Medidas gerais para prevenção da disseminação de influenza

 

         É importante ressaltar que medidas gerais provavelmente são mais efetivas do que o uso de máscaras para prevenir a disseminação do vírus influenza na comunidade.

 

Para indivíduos que não estão doentes

 

         Manter uma distância de pelo menos um metro de qualquer indivíduo com sintomas de influenza.

         Não tocar o nariz e a boca.

         Lavar as mãos com água e sabão com freqüência, ou utilizar soluções alcoólicas.

         Reduzir o máximo possível o tempo de contato próximo com pessoas que podem estar doentes.

         Reduzir o máximo possível o tempo em aglomerações.
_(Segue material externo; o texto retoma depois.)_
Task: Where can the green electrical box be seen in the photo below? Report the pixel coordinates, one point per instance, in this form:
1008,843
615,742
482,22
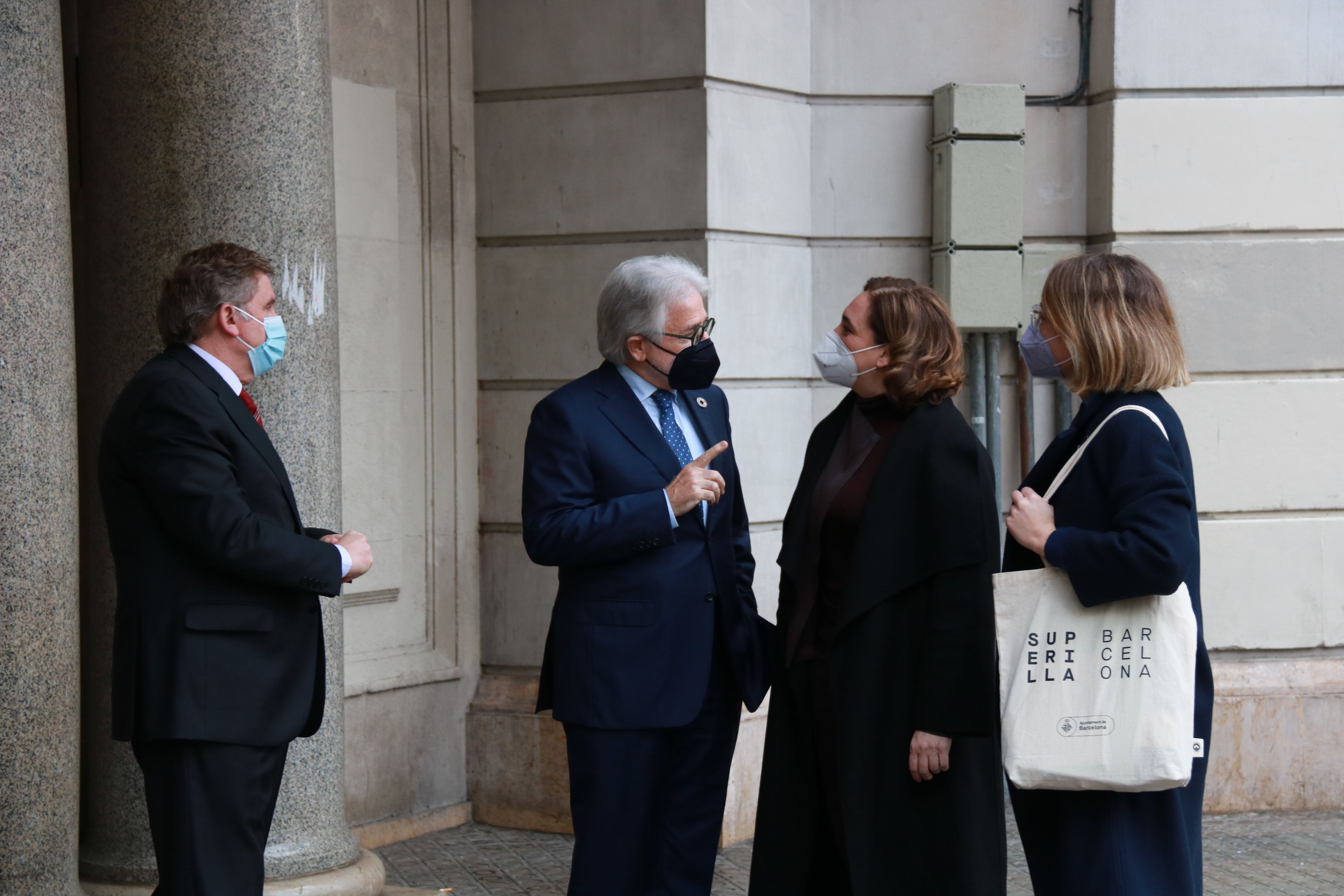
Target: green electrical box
977,193
979,140
980,111
983,287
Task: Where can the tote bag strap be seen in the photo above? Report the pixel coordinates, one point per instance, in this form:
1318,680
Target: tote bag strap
1073,461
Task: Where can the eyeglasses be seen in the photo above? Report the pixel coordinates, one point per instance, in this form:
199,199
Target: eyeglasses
698,335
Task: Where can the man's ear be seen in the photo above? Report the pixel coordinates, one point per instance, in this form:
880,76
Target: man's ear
635,349
226,317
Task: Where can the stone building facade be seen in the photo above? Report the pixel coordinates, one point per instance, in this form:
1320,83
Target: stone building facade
444,187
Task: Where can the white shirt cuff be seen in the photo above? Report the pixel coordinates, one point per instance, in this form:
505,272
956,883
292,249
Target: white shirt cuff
344,561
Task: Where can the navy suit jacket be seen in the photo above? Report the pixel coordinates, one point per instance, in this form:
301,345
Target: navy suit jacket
635,619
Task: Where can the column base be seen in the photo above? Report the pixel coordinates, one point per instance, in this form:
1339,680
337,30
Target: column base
365,878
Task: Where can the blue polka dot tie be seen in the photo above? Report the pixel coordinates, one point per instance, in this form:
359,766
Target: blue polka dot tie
671,432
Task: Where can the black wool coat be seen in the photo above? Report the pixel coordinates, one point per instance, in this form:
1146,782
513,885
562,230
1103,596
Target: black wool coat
915,649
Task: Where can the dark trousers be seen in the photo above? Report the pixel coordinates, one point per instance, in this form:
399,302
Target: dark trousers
210,809
648,803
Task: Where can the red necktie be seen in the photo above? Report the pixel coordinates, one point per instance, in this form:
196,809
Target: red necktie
252,407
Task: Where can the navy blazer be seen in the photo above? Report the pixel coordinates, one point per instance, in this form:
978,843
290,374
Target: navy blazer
1127,526
218,629
639,601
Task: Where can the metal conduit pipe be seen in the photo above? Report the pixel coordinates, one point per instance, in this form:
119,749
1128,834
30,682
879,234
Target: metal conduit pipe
1064,407
1026,421
994,420
976,384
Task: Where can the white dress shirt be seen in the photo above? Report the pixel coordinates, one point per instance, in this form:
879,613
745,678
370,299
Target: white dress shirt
644,391
237,386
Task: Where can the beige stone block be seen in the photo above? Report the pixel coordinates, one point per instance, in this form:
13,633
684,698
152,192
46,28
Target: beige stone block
518,769
1056,172
761,300
517,766
1252,304
770,429
745,777
760,160
517,600
1273,584
365,152
370,42
503,421
533,43
765,549
398,743
1229,163
1238,433
370,314
538,305
841,272
760,43
1249,43
900,49
871,174
1274,739
602,165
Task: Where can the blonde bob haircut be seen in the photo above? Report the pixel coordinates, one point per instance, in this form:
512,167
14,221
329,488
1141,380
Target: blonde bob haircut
1117,323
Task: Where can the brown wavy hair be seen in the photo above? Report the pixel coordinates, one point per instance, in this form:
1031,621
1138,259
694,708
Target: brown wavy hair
1117,323
206,278
922,340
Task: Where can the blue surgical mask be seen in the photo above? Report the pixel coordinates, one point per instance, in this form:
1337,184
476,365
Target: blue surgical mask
264,356
1035,351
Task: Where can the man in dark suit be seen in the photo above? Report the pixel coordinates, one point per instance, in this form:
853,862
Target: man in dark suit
218,656
655,640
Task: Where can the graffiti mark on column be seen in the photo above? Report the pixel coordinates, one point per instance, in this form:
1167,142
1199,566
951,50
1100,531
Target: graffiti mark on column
312,301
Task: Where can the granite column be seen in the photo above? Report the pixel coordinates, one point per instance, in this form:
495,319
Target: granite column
40,565
209,121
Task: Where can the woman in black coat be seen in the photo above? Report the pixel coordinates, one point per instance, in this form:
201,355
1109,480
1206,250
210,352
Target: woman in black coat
882,769
1123,526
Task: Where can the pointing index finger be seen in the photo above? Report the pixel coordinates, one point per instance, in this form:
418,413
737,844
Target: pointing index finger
705,460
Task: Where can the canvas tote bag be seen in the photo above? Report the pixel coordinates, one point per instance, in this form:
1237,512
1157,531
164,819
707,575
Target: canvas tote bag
1095,698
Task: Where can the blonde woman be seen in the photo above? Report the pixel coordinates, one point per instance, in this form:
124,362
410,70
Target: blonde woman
1123,526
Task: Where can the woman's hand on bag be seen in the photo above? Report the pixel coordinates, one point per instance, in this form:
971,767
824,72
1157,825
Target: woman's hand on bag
1031,520
929,755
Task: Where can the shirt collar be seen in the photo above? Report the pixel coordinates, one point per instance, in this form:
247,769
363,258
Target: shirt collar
229,377
643,389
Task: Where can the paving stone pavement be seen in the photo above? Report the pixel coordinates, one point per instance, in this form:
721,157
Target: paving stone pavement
1252,855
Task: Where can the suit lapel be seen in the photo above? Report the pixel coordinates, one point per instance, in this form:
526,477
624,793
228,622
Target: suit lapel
630,417
241,417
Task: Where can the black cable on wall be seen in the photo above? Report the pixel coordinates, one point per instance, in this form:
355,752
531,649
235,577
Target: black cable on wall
1080,91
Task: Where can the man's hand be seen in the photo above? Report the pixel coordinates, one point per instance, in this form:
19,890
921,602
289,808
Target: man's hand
1031,520
361,555
695,483
929,755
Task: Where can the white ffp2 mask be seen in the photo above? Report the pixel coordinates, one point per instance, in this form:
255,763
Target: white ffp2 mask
835,362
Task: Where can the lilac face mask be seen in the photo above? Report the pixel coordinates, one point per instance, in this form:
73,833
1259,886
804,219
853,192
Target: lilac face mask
1035,351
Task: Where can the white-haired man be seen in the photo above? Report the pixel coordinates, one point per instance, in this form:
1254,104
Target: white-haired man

         Melhorar a circulação de ar no domicílio abrindo as janelas sempre que possível.

 

Para indivíduos com sintomas de influenza

 

         Permanecer no domicílio se não se sentir bem e seguir as recomendações dos órgãos de saúde locais.

         Manter o máximo possível distância de outros indivíduos (pelo menos um metro).

         Cobrir a boca e nariz quando tossir ou espirrar, com tecidos ou lenços, para conter as secreções respiratórias. Descartar ou lavar imediatamente o material e lavar as mãos imediatamente após contato com secreções respiratórias.

         Melhorar a circulação de ar no domicílio abrindo as janelas o máximo possível.

 

Uso de máscaras

 

         Caso se opte pela utilização de máscaras, é necessário que sejam usadas corretamente para assegurar que a utilização seja eficaz e para evitar o aumento no risco de transmissão associada com o uso incorreto.

         A máscara deve ser colocada cuidadosamente de forma a cobrir a boca e o nariz e de forma a minimizar os espaços entre a face e a máscara

         Quando estiver em uso, evitar tocar a máscara.

         Sempre que tocar uma máscara usada, lavar as mãos com água e sabão ou com solução alcoólica.

         Trocar a máscara quando estiver úmida.